Enquanto documento interno, o relatório de classificação de serviço tem por objectivo principal assegurar a informação periódica da administração sobre o cumprimento do serviço pelos seus funcionários (n.o 25).

Ver: Tribunalele Justiça, 3 de Julho de 1980, Grassi/Conselho(6/79 e 97/79, Recueil, p. 2141, n.o 20); Tribunal de Primeira Instância, 28 de Maio de 1997, Burban/Parlamento (T-59/96, ColectFP, p. II-331, n.o 73)

Relativamente ao funcionário, o relatório de classificação de serviço desempenha um papel importante no desenrolar da sua carreira, essencialmente em matéria de mutação e promoção. Em consequência, em princípio apenas afecta o interesse da pessoa classificada até cessação definitiva das suas funções. Depois de tal cessação, o funcionário não tem, em consequência, legitimidade para interpor recurso, excepto se provar a existência de uma circunstância específica que justifique o interesse pessoal e efectivo em obter a anulação do relatório em causa (n.o 26).

O recorrente, que não estava já ao serviço da Comissão no momento da interposição do recurso, não fez prova da existência de tal circunstância.
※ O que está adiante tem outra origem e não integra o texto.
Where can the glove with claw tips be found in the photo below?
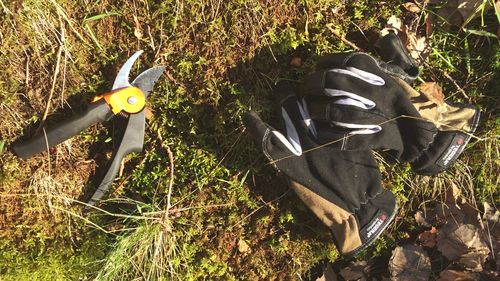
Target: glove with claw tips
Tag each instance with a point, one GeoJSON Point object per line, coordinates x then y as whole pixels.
{"type": "Point", "coordinates": [357, 106]}
{"type": "Point", "coordinates": [455, 122]}
{"type": "Point", "coordinates": [354, 207]}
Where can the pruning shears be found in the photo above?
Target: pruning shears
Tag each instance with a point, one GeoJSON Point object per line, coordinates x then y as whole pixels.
{"type": "Point", "coordinates": [124, 99]}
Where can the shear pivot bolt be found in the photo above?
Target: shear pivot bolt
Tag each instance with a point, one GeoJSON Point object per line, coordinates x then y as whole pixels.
{"type": "Point", "coordinates": [132, 100]}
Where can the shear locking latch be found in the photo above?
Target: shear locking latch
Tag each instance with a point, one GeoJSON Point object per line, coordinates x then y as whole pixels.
{"type": "Point", "coordinates": [128, 99]}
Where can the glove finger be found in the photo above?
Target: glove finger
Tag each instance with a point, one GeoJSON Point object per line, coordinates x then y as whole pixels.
{"type": "Point", "coordinates": [294, 113]}
{"type": "Point", "coordinates": [274, 144]}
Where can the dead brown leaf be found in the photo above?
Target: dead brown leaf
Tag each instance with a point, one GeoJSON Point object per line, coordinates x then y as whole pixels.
{"type": "Point", "coordinates": [409, 262]}
{"type": "Point", "coordinates": [412, 7]}
{"type": "Point", "coordinates": [433, 92]}
{"type": "Point", "coordinates": [420, 219]}
{"type": "Point", "coordinates": [328, 274]}
{"type": "Point", "coordinates": [460, 12]}
{"type": "Point", "coordinates": [356, 271]}
{"type": "Point", "coordinates": [463, 243]}
{"type": "Point", "coordinates": [417, 46]}
{"type": "Point", "coordinates": [137, 28]}
{"type": "Point", "coordinates": [491, 225]}
{"type": "Point", "coordinates": [455, 275]}
{"type": "Point", "coordinates": [243, 246]}
{"type": "Point", "coordinates": [296, 61]}
{"type": "Point", "coordinates": [428, 238]}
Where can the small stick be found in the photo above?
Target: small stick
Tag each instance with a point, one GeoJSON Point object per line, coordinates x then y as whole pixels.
{"type": "Point", "coordinates": [456, 85]}
{"type": "Point", "coordinates": [343, 39]}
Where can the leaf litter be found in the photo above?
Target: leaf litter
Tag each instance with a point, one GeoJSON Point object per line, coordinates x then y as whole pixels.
{"type": "Point", "coordinates": [409, 262]}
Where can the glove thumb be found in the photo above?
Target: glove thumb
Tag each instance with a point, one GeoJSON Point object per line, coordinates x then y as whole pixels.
{"type": "Point", "coordinates": [255, 126]}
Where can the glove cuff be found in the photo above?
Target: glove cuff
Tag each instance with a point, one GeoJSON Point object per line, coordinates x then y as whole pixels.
{"type": "Point", "coordinates": [446, 148]}
{"type": "Point", "coordinates": [352, 231]}
{"type": "Point", "coordinates": [374, 216]}
{"type": "Point", "coordinates": [397, 60]}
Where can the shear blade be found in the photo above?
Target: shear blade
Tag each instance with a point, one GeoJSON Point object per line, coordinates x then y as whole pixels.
{"type": "Point", "coordinates": [121, 80]}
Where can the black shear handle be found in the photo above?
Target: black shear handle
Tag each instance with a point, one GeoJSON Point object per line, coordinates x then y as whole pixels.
{"type": "Point", "coordinates": [96, 112]}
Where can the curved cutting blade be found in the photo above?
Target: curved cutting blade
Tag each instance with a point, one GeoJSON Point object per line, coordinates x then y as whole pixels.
{"type": "Point", "coordinates": [121, 80]}
{"type": "Point", "coordinates": [147, 79]}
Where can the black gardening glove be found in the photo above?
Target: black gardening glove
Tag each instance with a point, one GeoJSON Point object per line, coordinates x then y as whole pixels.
{"type": "Point", "coordinates": [356, 105]}
{"type": "Point", "coordinates": [455, 122]}
{"type": "Point", "coordinates": [342, 188]}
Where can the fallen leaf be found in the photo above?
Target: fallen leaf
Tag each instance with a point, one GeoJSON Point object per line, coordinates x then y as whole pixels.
{"type": "Point", "coordinates": [418, 47]}
{"type": "Point", "coordinates": [420, 219]}
{"type": "Point", "coordinates": [412, 7]}
{"type": "Point", "coordinates": [356, 271]}
{"type": "Point", "coordinates": [296, 61]}
{"type": "Point", "coordinates": [491, 226]}
{"type": "Point", "coordinates": [428, 238]}
{"type": "Point", "coordinates": [460, 12]}
{"type": "Point", "coordinates": [455, 275]}
{"type": "Point", "coordinates": [409, 262]}
{"type": "Point", "coordinates": [149, 113]}
{"type": "Point", "coordinates": [328, 274]}
{"type": "Point", "coordinates": [394, 24]}
{"type": "Point", "coordinates": [463, 243]}
{"type": "Point", "coordinates": [137, 28]}
{"type": "Point", "coordinates": [433, 92]}
{"type": "Point", "coordinates": [243, 246]}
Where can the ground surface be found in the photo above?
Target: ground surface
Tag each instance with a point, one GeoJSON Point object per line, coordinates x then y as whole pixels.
{"type": "Point", "coordinates": [229, 216]}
A expectativa de uma decisão equitativa na acepção do artigo 6.o da Convenção para a Protecção dos Direitos do Homem e das Liberdades Fundamentais não é susceptível de afastar as condições de admissibilidade dos recursos estabelecidas no direito comunitário, não bastando para provar a existência de interesse pessoal do recorrente a mera alegação, sem qualquer outra justificação, da necessidade de ser moral e profissionalmente reabilitado. Em tais condições, o recorrente não tem legitimidade para interpor recurso de anulação (n.os 30 e 31).

O pedido de indemnização, intimamente conexo ao pedido de anulação, é igualmente inadmissível (n.o 32).

Ver: Tribunal de Primeira Instância, 25 de Setembro de 1991, Marcato/Comissão (T-5/90, Colect., p. II-731, n.o 49)

Dispositivo:

O recurso é rejeitado por inadmissível.